Son dos los procedimientos de búsqueda del tiempo perdido: impresiones y reminiscencias; las primeras son el punto de partida, la memoria inicial que despiertan las circunstancias, y a través de ellas se reconquista un universo en apariencia dormido en el inconsciente. Esas impresiones acaban en reminiscencias: a partir de la intemporalidad del instante presente, la evocación se instala en el pasado, recuperándolo, haciéndolo presente también. Se produce así un fenómeno de memoria involuntaria cuyo soporte psicofísico ha sido la sensación: confiaba Proust en lograr, con su meditación del recuerdo, captar la esencia de las cosas, el secreto de la vida, una empresa con mucho de utópica.
El tiempo es recuperado desde el hombre, subjetivamente, discurriendo veloz o deteniéndose (técnica del tiempo lento), tomando cuerpo en un elenco muy variado de sensaciones. Podríamos pensar que una obra centrada en la memoria involuntaria, regida en la medida de lo posible por el inconsciente, pudiera carecer de toda estructura, pero no es así; opinaba André Maurois que En busca del tiempo perdido está construida como una ópera de Wagner: las primeras páginas son un preludio en el que se exponen los temas principales (el tiempo, la campanilla de monsieur Swann, la vocación literaria, la magdalena). Después, un arco inmenso de asuntos se despliega de Swann a Guermantes y, finalmente, todos los temas se juntan, al ser evocada la magdalena a propósito de los peldaños y de la toalla áspera; la campanilla de Swann suena como en las primeras páginas y la obra termina sobre la palabra Tiempo, el tema central del conjunto.

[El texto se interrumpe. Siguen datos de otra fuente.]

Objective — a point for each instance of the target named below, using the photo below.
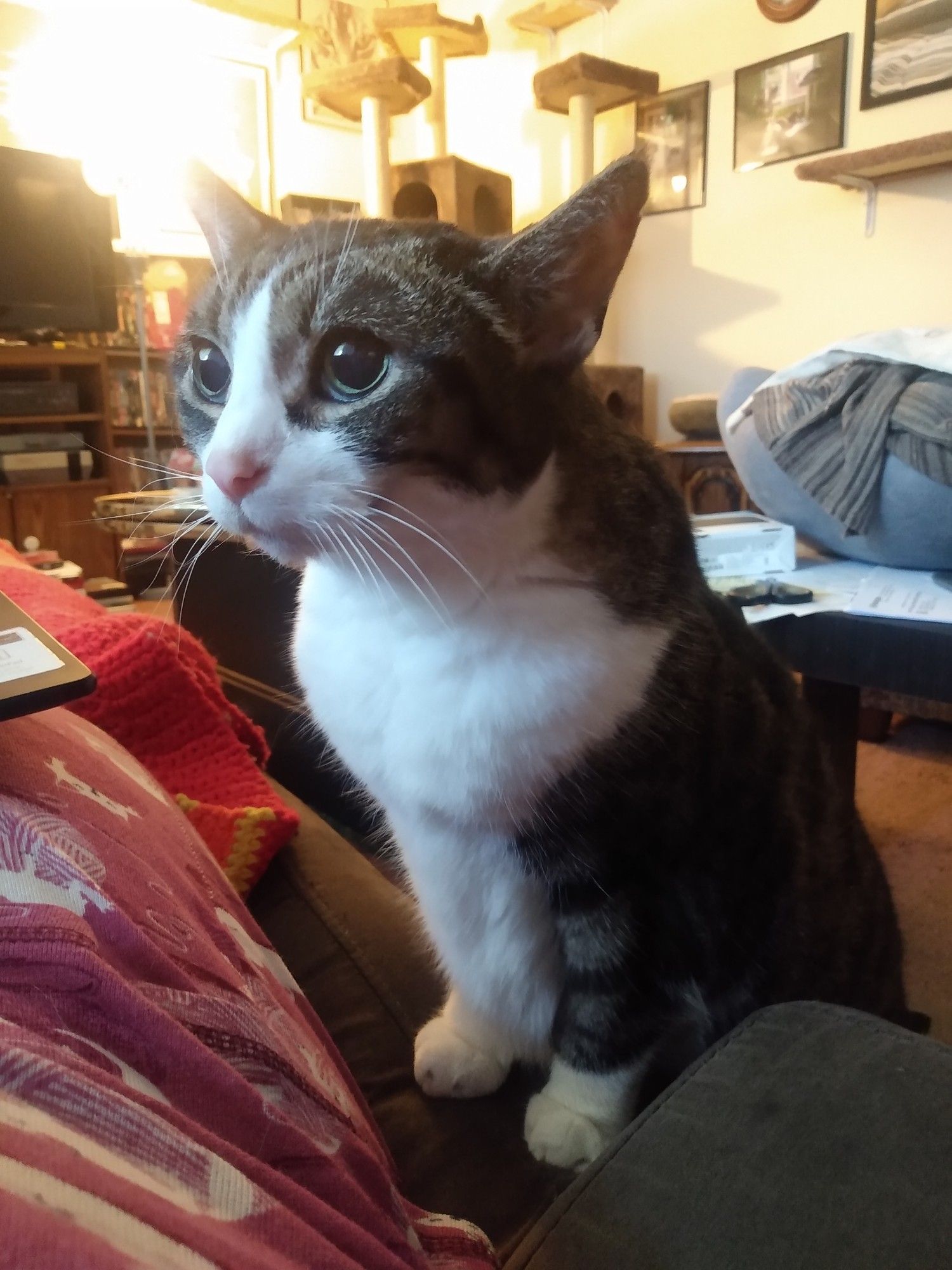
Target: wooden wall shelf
(554, 16)
(46, 421)
(133, 354)
(62, 514)
(868, 170)
(140, 434)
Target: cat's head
(338, 363)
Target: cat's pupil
(356, 365)
(211, 371)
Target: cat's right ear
(558, 276)
(230, 225)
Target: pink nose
(237, 472)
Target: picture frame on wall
(785, 11)
(673, 129)
(791, 106)
(908, 50)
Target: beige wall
(772, 267)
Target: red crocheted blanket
(159, 697)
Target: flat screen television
(58, 269)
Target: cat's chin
(285, 553)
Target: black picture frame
(703, 91)
(899, 21)
(838, 46)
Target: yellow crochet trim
(239, 866)
(242, 860)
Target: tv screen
(58, 270)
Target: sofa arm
(810, 1137)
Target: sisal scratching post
(422, 34)
(370, 93)
(583, 87)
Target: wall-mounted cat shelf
(583, 87)
(550, 17)
(868, 170)
(370, 93)
(422, 34)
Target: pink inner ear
(230, 224)
(568, 265)
(569, 323)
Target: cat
(607, 796)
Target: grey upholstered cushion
(812, 1139)
(912, 528)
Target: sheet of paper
(835, 585)
(903, 594)
(22, 655)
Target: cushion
(810, 1137)
(912, 528)
(167, 1095)
(159, 695)
(352, 942)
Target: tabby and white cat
(606, 793)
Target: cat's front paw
(447, 1066)
(557, 1135)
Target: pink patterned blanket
(167, 1095)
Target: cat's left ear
(559, 275)
(230, 225)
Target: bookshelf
(60, 514)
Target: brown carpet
(904, 793)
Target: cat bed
(911, 525)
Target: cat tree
(370, 93)
(441, 186)
(583, 87)
(423, 35)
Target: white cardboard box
(743, 545)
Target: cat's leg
(605, 1032)
(461, 1053)
(578, 1113)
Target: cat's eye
(211, 371)
(352, 364)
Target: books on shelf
(128, 394)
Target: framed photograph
(908, 50)
(340, 34)
(791, 106)
(673, 129)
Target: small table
(705, 476)
(36, 672)
(841, 653)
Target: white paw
(559, 1136)
(447, 1066)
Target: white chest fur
(456, 728)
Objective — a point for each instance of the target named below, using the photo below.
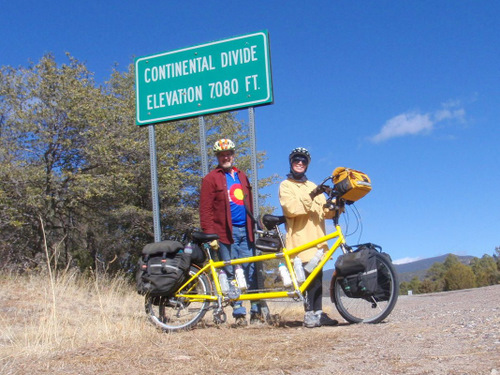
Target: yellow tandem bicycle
(202, 291)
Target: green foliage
(485, 270)
(453, 275)
(75, 169)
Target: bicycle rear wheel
(371, 309)
(172, 314)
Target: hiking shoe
(256, 318)
(240, 321)
(311, 320)
(325, 320)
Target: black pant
(314, 294)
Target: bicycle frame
(286, 254)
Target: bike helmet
(223, 145)
(300, 151)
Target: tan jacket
(305, 217)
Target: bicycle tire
(361, 310)
(173, 314)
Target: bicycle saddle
(270, 221)
(204, 237)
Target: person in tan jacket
(303, 204)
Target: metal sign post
(154, 184)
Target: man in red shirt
(225, 192)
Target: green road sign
(214, 77)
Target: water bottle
(299, 270)
(224, 282)
(285, 275)
(240, 277)
(188, 249)
(314, 261)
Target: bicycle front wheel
(172, 314)
(373, 308)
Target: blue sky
(407, 91)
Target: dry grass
(80, 325)
(77, 325)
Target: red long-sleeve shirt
(215, 211)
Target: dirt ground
(442, 333)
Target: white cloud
(413, 123)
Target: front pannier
(362, 276)
(269, 242)
(351, 184)
(162, 268)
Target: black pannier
(162, 268)
(269, 242)
(361, 275)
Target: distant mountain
(406, 271)
(419, 268)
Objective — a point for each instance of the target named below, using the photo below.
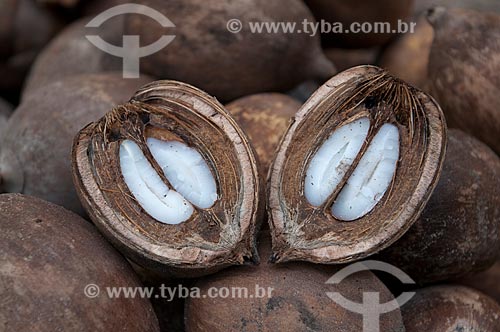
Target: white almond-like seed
(371, 178)
(186, 170)
(333, 159)
(159, 201)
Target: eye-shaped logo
(371, 308)
(130, 51)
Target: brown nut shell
(35, 152)
(70, 54)
(408, 56)
(212, 238)
(54, 264)
(225, 63)
(302, 231)
(451, 308)
(463, 67)
(486, 282)
(292, 296)
(264, 117)
(459, 230)
(359, 11)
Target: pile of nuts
(254, 175)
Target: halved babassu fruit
(355, 168)
(171, 180)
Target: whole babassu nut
(228, 64)
(361, 12)
(459, 230)
(291, 296)
(451, 308)
(5, 112)
(264, 117)
(35, 151)
(56, 269)
(462, 71)
(71, 54)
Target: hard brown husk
(459, 229)
(463, 67)
(486, 282)
(303, 232)
(264, 118)
(480, 5)
(48, 257)
(451, 308)
(225, 64)
(5, 112)
(298, 300)
(408, 56)
(35, 152)
(345, 58)
(25, 28)
(211, 238)
(359, 11)
(70, 54)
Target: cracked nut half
(171, 180)
(355, 168)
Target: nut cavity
(371, 178)
(154, 196)
(333, 159)
(186, 170)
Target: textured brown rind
(451, 308)
(70, 54)
(48, 256)
(408, 57)
(298, 300)
(5, 112)
(225, 64)
(360, 11)
(212, 238)
(345, 58)
(25, 28)
(459, 229)
(264, 118)
(463, 67)
(486, 282)
(422, 6)
(35, 153)
(303, 232)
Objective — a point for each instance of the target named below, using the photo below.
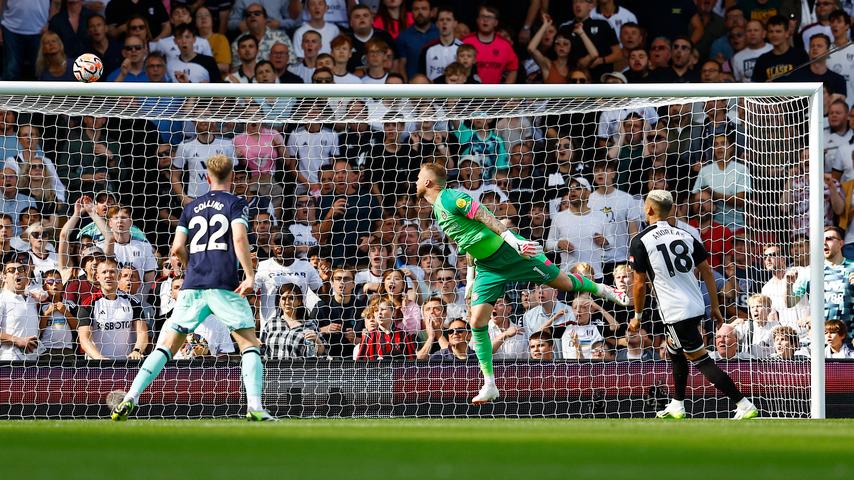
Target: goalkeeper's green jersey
(455, 210)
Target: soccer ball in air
(88, 68)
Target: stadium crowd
(350, 263)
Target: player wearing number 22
(667, 256)
(495, 256)
(216, 225)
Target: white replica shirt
(271, 275)
(312, 150)
(579, 230)
(588, 335)
(744, 60)
(327, 33)
(620, 209)
(19, 317)
(137, 253)
(193, 155)
(513, 348)
(170, 50)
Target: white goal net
(359, 300)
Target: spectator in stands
(288, 335)
(836, 340)
(220, 49)
(266, 35)
(601, 35)
(189, 66)
(316, 22)
(132, 68)
(743, 62)
(284, 267)
(680, 69)
(129, 250)
(509, 341)
(783, 58)
(393, 16)
(541, 346)
(379, 340)
(19, 318)
(279, 59)
(110, 323)
(105, 47)
(13, 202)
(362, 28)
(23, 25)
(340, 316)
(56, 318)
(247, 52)
(458, 349)
(727, 180)
(310, 51)
(192, 155)
(496, 60)
(817, 70)
(726, 345)
(412, 40)
(52, 65)
(787, 345)
(277, 14)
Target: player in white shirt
(285, 268)
(19, 317)
(192, 155)
(579, 233)
(622, 210)
(744, 60)
(668, 257)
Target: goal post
(414, 388)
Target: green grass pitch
(428, 449)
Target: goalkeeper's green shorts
(193, 306)
(504, 266)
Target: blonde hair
(220, 167)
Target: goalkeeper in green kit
(495, 256)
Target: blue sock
(252, 371)
(151, 367)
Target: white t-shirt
(327, 33)
(271, 275)
(579, 230)
(19, 317)
(587, 336)
(620, 209)
(137, 253)
(194, 156)
(744, 60)
(167, 47)
(312, 150)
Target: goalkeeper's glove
(524, 248)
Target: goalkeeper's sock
(483, 349)
(580, 283)
(718, 377)
(680, 374)
(151, 367)
(252, 371)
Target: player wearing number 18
(216, 225)
(667, 256)
(495, 256)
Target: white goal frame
(813, 91)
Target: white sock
(254, 403)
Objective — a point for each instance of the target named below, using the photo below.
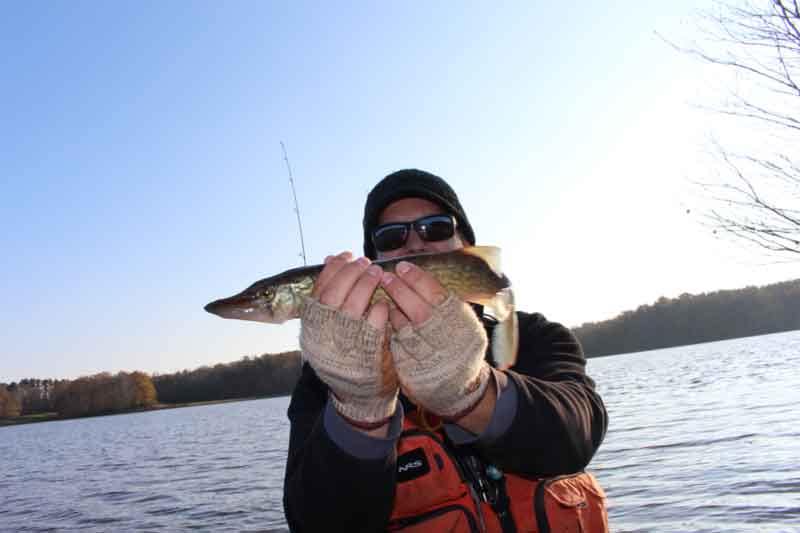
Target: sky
(141, 173)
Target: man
(400, 420)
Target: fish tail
(505, 336)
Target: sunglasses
(432, 228)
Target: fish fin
(489, 254)
(505, 336)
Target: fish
(472, 273)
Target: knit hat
(412, 183)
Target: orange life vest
(439, 489)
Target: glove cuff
(366, 412)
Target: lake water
(702, 438)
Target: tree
(9, 406)
(757, 199)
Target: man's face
(408, 210)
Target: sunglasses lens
(435, 228)
(390, 237)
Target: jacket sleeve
(560, 420)
(325, 487)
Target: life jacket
(441, 487)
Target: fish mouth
(239, 307)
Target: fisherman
(401, 418)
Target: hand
(438, 345)
(344, 341)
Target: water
(702, 438)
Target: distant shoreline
(53, 417)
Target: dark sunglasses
(432, 228)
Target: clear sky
(141, 174)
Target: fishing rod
(296, 205)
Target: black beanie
(412, 183)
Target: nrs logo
(412, 465)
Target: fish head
(263, 301)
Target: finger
(333, 264)
(409, 302)
(336, 290)
(422, 282)
(378, 314)
(358, 298)
(398, 319)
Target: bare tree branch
(757, 199)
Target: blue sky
(142, 176)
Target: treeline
(264, 375)
(691, 319)
(89, 395)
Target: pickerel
(472, 273)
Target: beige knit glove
(350, 356)
(440, 363)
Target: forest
(691, 319)
(250, 377)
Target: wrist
(365, 412)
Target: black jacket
(559, 423)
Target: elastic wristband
(366, 425)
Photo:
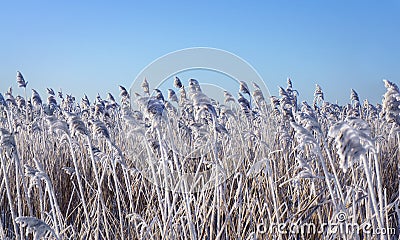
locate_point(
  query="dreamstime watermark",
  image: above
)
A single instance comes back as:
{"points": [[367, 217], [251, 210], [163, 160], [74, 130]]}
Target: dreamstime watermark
{"points": [[341, 225], [162, 70]]}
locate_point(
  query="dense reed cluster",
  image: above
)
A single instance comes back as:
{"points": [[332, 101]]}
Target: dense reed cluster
{"points": [[187, 166]]}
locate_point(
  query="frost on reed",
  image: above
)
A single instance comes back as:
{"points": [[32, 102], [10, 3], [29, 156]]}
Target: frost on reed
{"points": [[181, 165]]}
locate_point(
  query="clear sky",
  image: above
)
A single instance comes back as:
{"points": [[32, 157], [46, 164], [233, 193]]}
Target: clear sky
{"points": [[93, 46]]}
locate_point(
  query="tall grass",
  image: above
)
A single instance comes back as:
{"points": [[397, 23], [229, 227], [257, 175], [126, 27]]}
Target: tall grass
{"points": [[187, 166]]}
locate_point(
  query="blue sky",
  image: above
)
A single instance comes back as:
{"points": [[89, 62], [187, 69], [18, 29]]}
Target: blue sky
{"points": [[93, 46]]}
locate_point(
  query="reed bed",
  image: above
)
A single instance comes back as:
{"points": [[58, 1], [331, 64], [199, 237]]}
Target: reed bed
{"points": [[185, 166]]}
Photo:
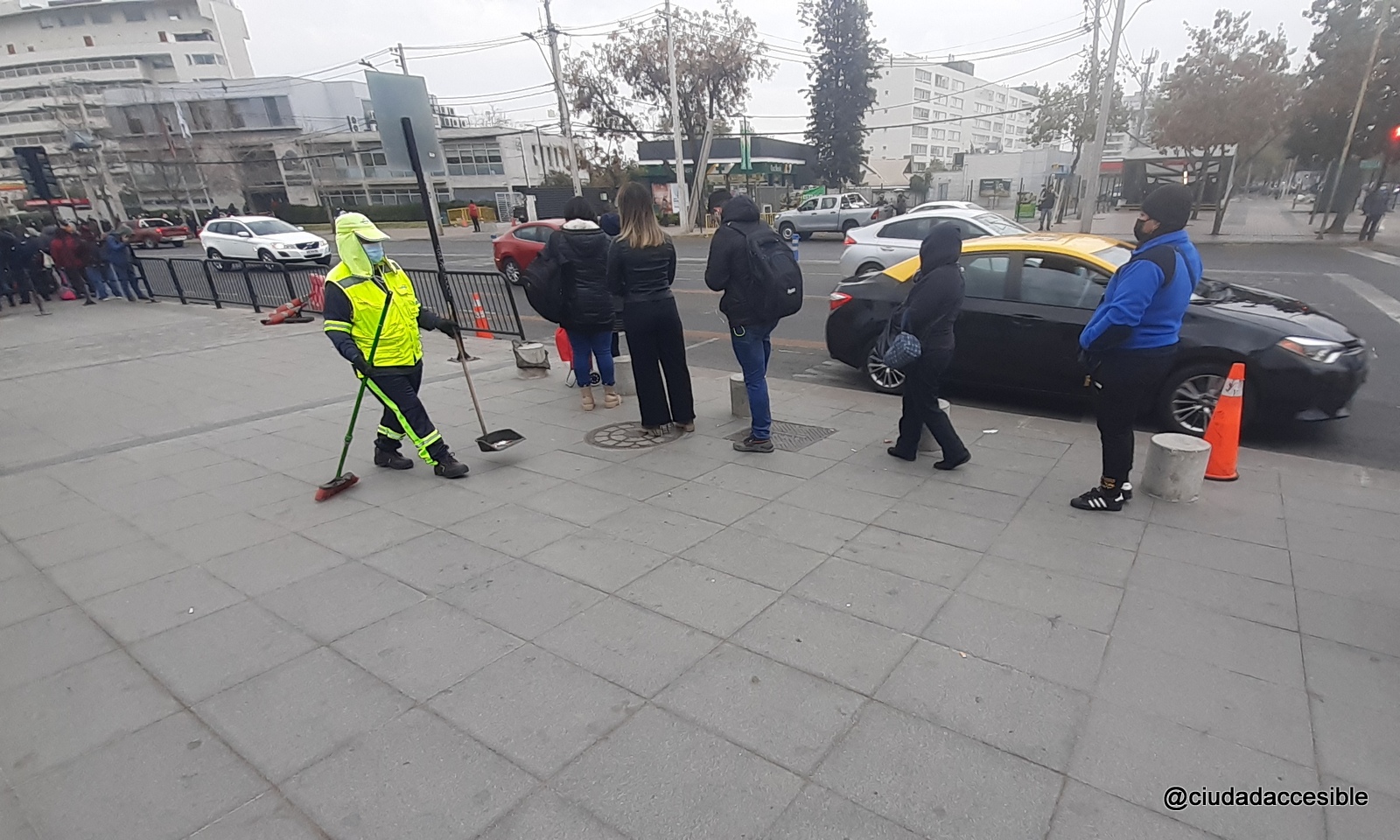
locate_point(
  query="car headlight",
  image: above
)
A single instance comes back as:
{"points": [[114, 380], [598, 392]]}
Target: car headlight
{"points": [[1320, 350]]}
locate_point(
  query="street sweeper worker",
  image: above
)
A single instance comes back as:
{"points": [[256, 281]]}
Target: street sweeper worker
{"points": [[356, 294]]}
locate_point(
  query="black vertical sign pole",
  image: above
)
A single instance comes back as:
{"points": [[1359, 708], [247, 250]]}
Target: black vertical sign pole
{"points": [[438, 252], [427, 214]]}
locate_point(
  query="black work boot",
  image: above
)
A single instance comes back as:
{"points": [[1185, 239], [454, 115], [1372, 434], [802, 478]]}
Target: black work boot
{"points": [[450, 468], [391, 459]]}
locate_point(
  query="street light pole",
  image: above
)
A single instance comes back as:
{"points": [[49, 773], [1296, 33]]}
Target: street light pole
{"points": [[1101, 130], [676, 128], [564, 123], [1355, 114]]}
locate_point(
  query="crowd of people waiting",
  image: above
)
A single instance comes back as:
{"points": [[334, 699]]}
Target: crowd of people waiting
{"points": [[66, 261]]}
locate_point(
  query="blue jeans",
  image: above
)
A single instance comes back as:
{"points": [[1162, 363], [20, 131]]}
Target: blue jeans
{"points": [[752, 347], [97, 279], [588, 346]]}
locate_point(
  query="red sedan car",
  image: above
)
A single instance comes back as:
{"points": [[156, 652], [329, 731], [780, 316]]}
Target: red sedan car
{"points": [[517, 248]]}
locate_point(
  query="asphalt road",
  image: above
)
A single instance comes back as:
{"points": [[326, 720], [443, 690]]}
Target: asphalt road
{"points": [[1343, 282]]}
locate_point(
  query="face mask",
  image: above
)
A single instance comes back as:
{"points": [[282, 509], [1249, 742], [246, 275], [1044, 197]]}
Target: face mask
{"points": [[1138, 233]]}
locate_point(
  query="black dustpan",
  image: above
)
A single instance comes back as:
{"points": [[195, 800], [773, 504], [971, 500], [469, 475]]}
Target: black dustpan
{"points": [[490, 441]]}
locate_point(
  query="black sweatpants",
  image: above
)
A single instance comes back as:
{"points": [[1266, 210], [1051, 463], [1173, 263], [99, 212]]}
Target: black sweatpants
{"points": [[921, 382], [658, 347], [403, 413], [1124, 380]]}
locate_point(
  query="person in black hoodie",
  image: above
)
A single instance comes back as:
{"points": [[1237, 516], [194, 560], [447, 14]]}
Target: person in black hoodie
{"points": [[641, 266], [580, 248], [931, 310], [728, 270]]}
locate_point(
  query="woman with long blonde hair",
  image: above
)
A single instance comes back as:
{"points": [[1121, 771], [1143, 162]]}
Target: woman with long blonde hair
{"points": [[641, 266]]}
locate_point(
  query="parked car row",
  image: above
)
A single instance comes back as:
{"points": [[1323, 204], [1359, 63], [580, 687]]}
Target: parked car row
{"points": [[1029, 296]]}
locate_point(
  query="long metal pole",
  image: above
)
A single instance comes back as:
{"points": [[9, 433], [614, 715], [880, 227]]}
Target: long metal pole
{"points": [[686, 219], [1355, 114], [564, 123], [1101, 130]]}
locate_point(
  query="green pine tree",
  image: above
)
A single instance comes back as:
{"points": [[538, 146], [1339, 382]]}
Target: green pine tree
{"points": [[844, 70]]}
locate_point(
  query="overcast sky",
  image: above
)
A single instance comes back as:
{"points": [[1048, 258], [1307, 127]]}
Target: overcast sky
{"points": [[310, 35]]}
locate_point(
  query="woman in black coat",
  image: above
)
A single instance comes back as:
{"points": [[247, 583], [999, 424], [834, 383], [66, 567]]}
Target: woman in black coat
{"points": [[580, 248], [933, 307]]}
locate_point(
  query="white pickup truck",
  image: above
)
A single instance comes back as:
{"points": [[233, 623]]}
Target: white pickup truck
{"points": [[835, 214]]}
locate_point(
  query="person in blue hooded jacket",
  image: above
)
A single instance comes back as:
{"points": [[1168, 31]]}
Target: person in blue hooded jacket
{"points": [[1130, 340]]}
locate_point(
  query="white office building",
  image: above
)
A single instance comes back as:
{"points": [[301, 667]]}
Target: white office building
{"points": [[928, 112], [60, 56]]}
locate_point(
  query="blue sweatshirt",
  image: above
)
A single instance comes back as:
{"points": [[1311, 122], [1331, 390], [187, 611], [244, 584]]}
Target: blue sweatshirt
{"points": [[1141, 308]]}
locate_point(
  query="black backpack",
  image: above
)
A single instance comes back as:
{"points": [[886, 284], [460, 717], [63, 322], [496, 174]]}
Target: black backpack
{"points": [[545, 289], [777, 280]]}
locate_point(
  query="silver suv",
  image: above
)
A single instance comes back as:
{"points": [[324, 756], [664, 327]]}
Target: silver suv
{"points": [[835, 214]]}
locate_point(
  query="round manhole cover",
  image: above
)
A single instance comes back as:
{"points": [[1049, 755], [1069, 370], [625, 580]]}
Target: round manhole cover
{"points": [[629, 436]]}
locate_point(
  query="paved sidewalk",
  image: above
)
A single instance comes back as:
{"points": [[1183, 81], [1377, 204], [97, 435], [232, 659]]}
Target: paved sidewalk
{"points": [[672, 643]]}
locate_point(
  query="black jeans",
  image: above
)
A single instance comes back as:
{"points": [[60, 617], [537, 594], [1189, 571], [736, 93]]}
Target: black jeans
{"points": [[403, 413], [658, 347], [921, 410], [1122, 382], [1368, 228]]}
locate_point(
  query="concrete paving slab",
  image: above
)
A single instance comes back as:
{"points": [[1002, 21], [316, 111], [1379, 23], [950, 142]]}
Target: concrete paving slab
{"points": [[160, 783], [415, 777], [627, 780], [536, 709], [301, 711]]}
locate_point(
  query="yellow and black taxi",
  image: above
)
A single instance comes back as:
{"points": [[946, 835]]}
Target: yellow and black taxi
{"points": [[1029, 298]]}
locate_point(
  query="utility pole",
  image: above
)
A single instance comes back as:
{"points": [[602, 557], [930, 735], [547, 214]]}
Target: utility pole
{"points": [[1355, 112], [676, 126], [1101, 130], [564, 123]]}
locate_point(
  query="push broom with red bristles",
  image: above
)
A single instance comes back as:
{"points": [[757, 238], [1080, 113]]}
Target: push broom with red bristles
{"points": [[345, 480]]}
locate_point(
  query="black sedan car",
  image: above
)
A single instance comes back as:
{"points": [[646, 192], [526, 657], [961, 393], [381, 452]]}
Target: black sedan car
{"points": [[1029, 298]]}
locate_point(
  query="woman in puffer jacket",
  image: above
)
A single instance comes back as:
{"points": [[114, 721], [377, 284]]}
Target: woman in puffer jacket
{"points": [[580, 248]]}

Después de Proust, podemos hablar en la novela de una articulación y de un tratamiento de los materiales básicamente construidos a partir de la noción de un tiempo impresionista; su eco siempre estará presente.
Virginia Woolf, nacida once años después que el francés, abandonaría muy pronto las técnicas tradicionales de la novela para adoptar procedimientos acordes con las exigencias estéticas del siglo XX. En su temprano El cuarto de Jacob (1922) optó por aplicar un tiempo lento a través de una visión limitada de la narración lograda mediante una técnica conductista, dejando a un lado lo introspectivo, mientras en Mrs. Dalloway (1925) apreciamos el que sería el rasgo más característico de su obra: un impresionismo subjetivo según el cual las cosas no son lo que son, sino como se ven en el espejo de quien las contempla, en este caso el escritor. Afirmaba Woolf que la tarea de este es ofrecer ese espíritu variado, desconocido e impreciso con la mayor mezcla posible de elementos externos y ajenos.
Junto al impresionismo, de nuevo hemos de hablar del tiempo. En Al faro (1927) relata sucesos separados por un lapso de varios años y la técnica del contrapunto, el recuerdo de lo pasado perdido, descubre en torno a la casa del litoral en que se sitúa la novela los cambios esenciales que ha operado dicho tiempo en los personajes que aún sobreviven.
La obsesión por el tiempo es también esencial en Orlando (1928), cuyo protagonista vive a través de varios siglos, del XV al XX, y sufre todo tipo de metamorfosis, también sexuales. Woolf insistirá después en la cuestión del reloj sin fin en Los años (1937), a través de varias generaciones de una familia inglesa de clase media, y en Las olas (1931), en la que el monólogo interior y el mar son los procedimientos escogidos para mostrar el paso de la niñez a la vida adulta.